На Пресли Энникстер смотрел с искренним восторгом, испытывая к нему глубокое почтение, как к человеку, умеющему слагать стихи, и в вопросах, касающихся литературы и искусства, всегда полагался на его мнение. Поэзия его привлекала мало, что же касается прозы, то тут он признавал одного Диккенса. Все остальное считал дребеденью. Но не отрицал, что стихи писать тоже не каждому дано. Не так-то просто рифмовать «битву» и «бритву» так, чтобы получался смысл.

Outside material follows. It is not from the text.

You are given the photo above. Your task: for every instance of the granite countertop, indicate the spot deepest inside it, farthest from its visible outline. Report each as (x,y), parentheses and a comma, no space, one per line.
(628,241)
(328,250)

Но Пресли вообще был исключением. Энникстер по своему характеру был просто не способен согласиться с чужим мнением без каких-либо оговорок. В разговоре с ним было почти невозможно высказать какую бы то ни было мысль — подчас простейшую — без того, чтобы он не перекроил ее по-своему, а то и просто отверг. Он обожал спорить до хрипоты и готов был завести спор по любому вопросу в пределах человеческих познаний — от астрономии до железнодорожных тарифов, от учения о неотвратимости судьбы до определения роста лошади. Он никогда не признавал своих ошибок и, припертый к стене, обычно заслонялся фразой: «Все это очень хорошо в некоторых отношениях, но вот в других — это уж вы оставьте!»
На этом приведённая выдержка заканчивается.